First take a deep breath, feel into your reactivity, soften your awareness, and then specifically remember the infinite goodness, beauty, truth, and power of life ….
Remember that Cosmic Yes and say “Yes” quietly to yourself, recognizing that there is nothing that could possibly happen to negate the Miracle of Being, or the blessing of incarnating in a precious human body.
Say “yes” again and feel how the universe IS yes. Feel how your own utterance is, in a very real sense, the universe’s own self-affirmation. And recognize that whatever might have prompted your initial reaction is not other than or separate from life, but an equally miraculous part of its very nature and expression.

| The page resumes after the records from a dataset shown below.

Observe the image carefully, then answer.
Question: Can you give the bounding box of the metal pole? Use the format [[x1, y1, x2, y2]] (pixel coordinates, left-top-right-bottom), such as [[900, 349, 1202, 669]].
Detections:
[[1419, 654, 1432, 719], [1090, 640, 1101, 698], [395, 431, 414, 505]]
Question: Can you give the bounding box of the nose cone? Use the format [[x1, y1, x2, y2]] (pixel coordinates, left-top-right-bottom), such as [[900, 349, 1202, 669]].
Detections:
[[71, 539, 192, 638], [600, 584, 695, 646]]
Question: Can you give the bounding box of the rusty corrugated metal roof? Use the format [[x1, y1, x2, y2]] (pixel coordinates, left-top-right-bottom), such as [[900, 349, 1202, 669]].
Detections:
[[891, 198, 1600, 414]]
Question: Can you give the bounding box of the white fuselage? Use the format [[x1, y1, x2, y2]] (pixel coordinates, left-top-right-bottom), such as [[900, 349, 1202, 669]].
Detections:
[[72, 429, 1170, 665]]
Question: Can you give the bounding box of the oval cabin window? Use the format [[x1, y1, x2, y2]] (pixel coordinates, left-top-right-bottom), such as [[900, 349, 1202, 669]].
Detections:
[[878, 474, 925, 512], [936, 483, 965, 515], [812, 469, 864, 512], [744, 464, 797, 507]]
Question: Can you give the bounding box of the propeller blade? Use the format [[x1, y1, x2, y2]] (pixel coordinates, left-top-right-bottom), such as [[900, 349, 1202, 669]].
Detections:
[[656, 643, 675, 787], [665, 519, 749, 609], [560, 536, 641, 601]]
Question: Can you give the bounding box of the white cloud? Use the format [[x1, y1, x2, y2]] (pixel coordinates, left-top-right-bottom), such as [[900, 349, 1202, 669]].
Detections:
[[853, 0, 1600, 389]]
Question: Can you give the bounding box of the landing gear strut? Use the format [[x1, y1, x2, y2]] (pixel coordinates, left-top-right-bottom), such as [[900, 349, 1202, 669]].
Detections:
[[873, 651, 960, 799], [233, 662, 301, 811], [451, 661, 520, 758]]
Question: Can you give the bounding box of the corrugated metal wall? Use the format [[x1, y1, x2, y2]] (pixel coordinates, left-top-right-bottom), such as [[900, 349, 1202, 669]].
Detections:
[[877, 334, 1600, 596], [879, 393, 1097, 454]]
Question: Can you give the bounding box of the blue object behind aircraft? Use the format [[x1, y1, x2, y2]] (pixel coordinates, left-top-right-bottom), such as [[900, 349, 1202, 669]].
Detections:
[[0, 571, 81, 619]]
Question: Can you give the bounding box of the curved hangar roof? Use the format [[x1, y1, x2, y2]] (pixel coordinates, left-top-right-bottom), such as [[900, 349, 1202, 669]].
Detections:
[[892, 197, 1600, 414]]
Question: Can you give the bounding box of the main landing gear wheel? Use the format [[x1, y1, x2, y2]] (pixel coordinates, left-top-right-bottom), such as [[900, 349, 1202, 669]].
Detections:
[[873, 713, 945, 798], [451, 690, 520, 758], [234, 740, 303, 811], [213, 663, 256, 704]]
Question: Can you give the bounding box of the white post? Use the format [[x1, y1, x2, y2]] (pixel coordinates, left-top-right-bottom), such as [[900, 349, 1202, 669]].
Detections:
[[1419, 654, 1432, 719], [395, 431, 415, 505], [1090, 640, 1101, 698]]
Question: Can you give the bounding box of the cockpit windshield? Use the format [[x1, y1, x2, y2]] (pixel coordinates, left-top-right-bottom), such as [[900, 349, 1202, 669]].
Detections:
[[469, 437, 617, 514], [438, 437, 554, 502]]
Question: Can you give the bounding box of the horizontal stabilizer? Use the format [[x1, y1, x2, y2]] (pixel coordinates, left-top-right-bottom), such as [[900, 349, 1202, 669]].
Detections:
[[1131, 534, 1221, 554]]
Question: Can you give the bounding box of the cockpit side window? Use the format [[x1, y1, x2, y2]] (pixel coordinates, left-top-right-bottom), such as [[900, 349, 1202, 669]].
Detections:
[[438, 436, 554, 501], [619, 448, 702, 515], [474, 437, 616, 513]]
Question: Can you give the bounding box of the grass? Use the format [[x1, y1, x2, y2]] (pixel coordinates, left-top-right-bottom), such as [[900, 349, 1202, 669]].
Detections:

And, it’s a perfect opportunity for you to recognize yet another aspect of the divine.”
What Terry Patten speaks about is just like the “a-ha” that I had had in the middle of the night, that big “yes” to life.
I wonder whether you can relate to my “a-ha” moment? Do you notice where you tend to go numb and where your children do too? Are you willing to choose more presence and more connection with yourself and your children; and more aliveness?